Badai Informasi Bohong Pasti Berlalu

Astri Novaria
09/2/2017 05:00
Badai Informasi Bohong Pasti Berlalu
(ANTARA/MOHAMMAD AYUDHA)

PELAKSANAAN pilkada serentak menimbulkan efek samping yang cukup meresahkan masyarakat.

Informasi bergerak liar dan cepat tersebar meski informasi itu merupakan berita bohong alias hoax.

Sekretaris Fraksi PAN Yandri Susanto berharap semua pihak, termasuk pimpinan partai politik, tidak ikut memanas-manasi situasi.

"Kalau ada yang menyebarkan berita bohong atau hoax dan ada yang memanas-manasi situasi, dikhawatirkan dapat terjadi situasi yang tidak diinginkan dan dapat mengganggu keamanan nasional. Jangan sampai hanya karena pilgub, NKRI menjadi taruhan," ujar Yandri di Gedung DPR, Jakarta, kemarin.

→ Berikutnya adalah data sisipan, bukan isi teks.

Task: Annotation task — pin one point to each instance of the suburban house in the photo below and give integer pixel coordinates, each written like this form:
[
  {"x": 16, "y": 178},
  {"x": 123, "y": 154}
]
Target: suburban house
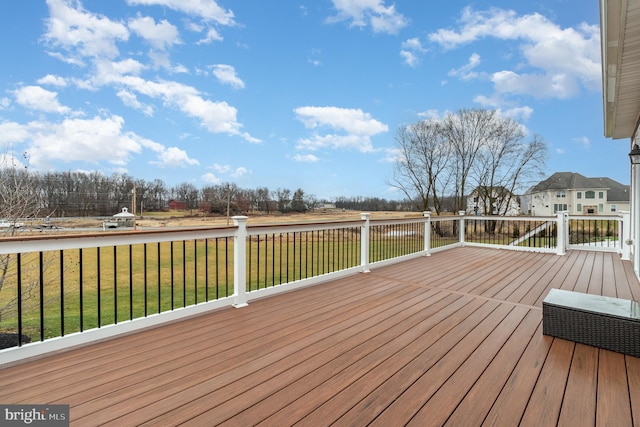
[
  {"x": 492, "y": 201},
  {"x": 576, "y": 194}
]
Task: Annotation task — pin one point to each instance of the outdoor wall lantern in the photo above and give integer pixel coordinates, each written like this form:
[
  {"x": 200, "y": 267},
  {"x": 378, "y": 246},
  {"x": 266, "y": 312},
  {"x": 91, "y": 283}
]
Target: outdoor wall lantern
[{"x": 634, "y": 155}]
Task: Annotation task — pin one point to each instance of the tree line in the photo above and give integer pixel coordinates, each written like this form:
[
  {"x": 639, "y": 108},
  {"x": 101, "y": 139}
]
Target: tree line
[{"x": 441, "y": 161}]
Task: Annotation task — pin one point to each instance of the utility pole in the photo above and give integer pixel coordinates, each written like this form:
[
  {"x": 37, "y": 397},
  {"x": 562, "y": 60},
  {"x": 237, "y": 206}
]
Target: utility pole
[
  {"x": 228, "y": 201},
  {"x": 134, "y": 206}
]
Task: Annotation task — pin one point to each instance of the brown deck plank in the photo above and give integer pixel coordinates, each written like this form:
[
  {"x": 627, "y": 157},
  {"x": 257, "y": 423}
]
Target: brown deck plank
[
  {"x": 546, "y": 400},
  {"x": 582, "y": 284},
  {"x": 417, "y": 393},
  {"x": 298, "y": 385},
  {"x": 579, "y": 403},
  {"x": 570, "y": 281},
  {"x": 442, "y": 404},
  {"x": 455, "y": 335},
  {"x": 477, "y": 403},
  {"x": 633, "y": 377},
  {"x": 613, "y": 405},
  {"x": 367, "y": 337},
  {"x": 595, "y": 280},
  {"x": 512, "y": 401}
]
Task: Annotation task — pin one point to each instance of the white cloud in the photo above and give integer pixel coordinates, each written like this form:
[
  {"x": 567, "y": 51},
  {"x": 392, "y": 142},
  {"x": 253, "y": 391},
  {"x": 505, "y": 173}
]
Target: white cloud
[
  {"x": 431, "y": 114},
  {"x": 37, "y": 98},
  {"x": 175, "y": 157},
  {"x": 212, "y": 36},
  {"x": 374, "y": 13},
  {"x": 226, "y": 74},
  {"x": 560, "y": 60},
  {"x": 52, "y": 80},
  {"x": 306, "y": 158},
  {"x": 356, "y": 127},
  {"x": 12, "y": 133},
  {"x": 215, "y": 116},
  {"x": 409, "y": 51},
  {"x": 92, "y": 140},
  {"x": 160, "y": 36},
  {"x": 95, "y": 141},
  {"x": 466, "y": 71},
  {"x": 130, "y": 100},
  {"x": 208, "y": 10},
  {"x": 239, "y": 172},
  {"x": 583, "y": 140},
  {"x": 81, "y": 32},
  {"x": 211, "y": 178}
]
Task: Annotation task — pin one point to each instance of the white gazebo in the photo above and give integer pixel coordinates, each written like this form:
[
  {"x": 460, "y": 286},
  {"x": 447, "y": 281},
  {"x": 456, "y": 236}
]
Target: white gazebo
[{"x": 121, "y": 219}]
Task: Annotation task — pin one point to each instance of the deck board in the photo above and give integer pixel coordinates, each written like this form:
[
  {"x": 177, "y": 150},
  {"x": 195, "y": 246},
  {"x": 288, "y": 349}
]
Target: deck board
[{"x": 450, "y": 339}]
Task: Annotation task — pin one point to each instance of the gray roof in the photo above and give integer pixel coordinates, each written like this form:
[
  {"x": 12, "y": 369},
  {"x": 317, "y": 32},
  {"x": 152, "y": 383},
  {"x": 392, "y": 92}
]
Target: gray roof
[{"x": 574, "y": 181}]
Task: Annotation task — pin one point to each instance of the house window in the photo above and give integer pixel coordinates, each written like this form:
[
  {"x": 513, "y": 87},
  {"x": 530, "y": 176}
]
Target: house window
[{"x": 559, "y": 207}]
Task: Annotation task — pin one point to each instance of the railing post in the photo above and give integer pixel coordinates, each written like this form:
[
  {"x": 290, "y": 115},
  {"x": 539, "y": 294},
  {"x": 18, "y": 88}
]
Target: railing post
[
  {"x": 240, "y": 262},
  {"x": 624, "y": 235},
  {"x": 427, "y": 233},
  {"x": 364, "y": 242},
  {"x": 462, "y": 229},
  {"x": 562, "y": 232}
]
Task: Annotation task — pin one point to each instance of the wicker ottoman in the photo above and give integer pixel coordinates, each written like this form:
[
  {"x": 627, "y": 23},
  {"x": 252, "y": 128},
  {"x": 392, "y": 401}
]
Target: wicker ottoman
[{"x": 604, "y": 322}]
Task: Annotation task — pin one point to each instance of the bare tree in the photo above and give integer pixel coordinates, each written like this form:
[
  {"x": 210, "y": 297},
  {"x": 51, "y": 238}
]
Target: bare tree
[
  {"x": 420, "y": 169},
  {"x": 442, "y": 158},
  {"x": 467, "y": 131},
  {"x": 19, "y": 201},
  {"x": 506, "y": 164}
]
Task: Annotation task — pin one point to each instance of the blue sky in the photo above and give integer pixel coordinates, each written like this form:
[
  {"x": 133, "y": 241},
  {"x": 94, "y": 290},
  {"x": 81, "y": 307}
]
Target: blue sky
[{"x": 291, "y": 93}]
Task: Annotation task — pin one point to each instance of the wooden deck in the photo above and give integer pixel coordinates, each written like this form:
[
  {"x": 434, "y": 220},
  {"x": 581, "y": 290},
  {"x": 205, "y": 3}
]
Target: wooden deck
[{"x": 451, "y": 339}]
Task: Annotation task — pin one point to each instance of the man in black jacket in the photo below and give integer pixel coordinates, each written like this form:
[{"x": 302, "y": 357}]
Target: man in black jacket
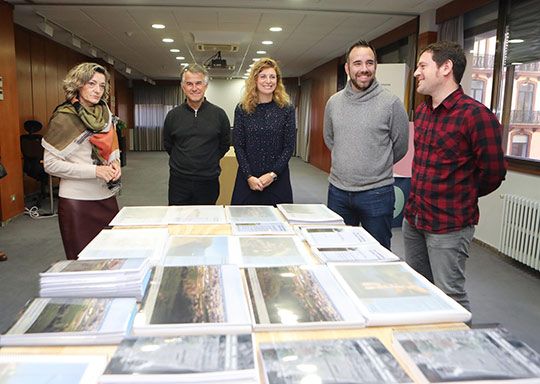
[{"x": 196, "y": 136}]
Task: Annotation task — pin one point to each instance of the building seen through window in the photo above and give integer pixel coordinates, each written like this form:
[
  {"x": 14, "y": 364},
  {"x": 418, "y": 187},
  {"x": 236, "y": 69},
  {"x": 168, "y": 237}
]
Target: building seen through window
[{"x": 524, "y": 127}]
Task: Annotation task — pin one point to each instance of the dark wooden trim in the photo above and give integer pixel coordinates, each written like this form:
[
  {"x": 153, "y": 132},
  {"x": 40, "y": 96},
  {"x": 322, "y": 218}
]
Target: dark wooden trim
[
  {"x": 518, "y": 164},
  {"x": 404, "y": 30},
  {"x": 456, "y": 8}
]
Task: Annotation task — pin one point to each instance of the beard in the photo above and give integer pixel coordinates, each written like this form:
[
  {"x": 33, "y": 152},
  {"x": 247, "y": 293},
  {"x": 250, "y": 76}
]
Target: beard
[{"x": 361, "y": 88}]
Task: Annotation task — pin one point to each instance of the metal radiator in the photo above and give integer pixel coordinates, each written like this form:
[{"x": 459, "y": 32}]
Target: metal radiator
[{"x": 520, "y": 230}]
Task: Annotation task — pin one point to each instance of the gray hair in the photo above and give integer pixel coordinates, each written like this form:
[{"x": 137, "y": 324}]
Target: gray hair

Yandri mengingatkan situasi yang kondusif menjadi syarat utama agar pilkada di seluruh Indonesia dapat berjalan lancar tanpa gesekan di tengah masyarakat.

Senada, Wakil Sekjen Majelis Ulama Indonesia (MUI) Nadjamuddin Ramly meyakini kondisi politik yang panas disertai informasi bohong (hoax) hanya bersifat temporer.

Masyarakat pun diimbau lebih jeli menyikapi persoalan agar nantinya tidak gampang terhasut.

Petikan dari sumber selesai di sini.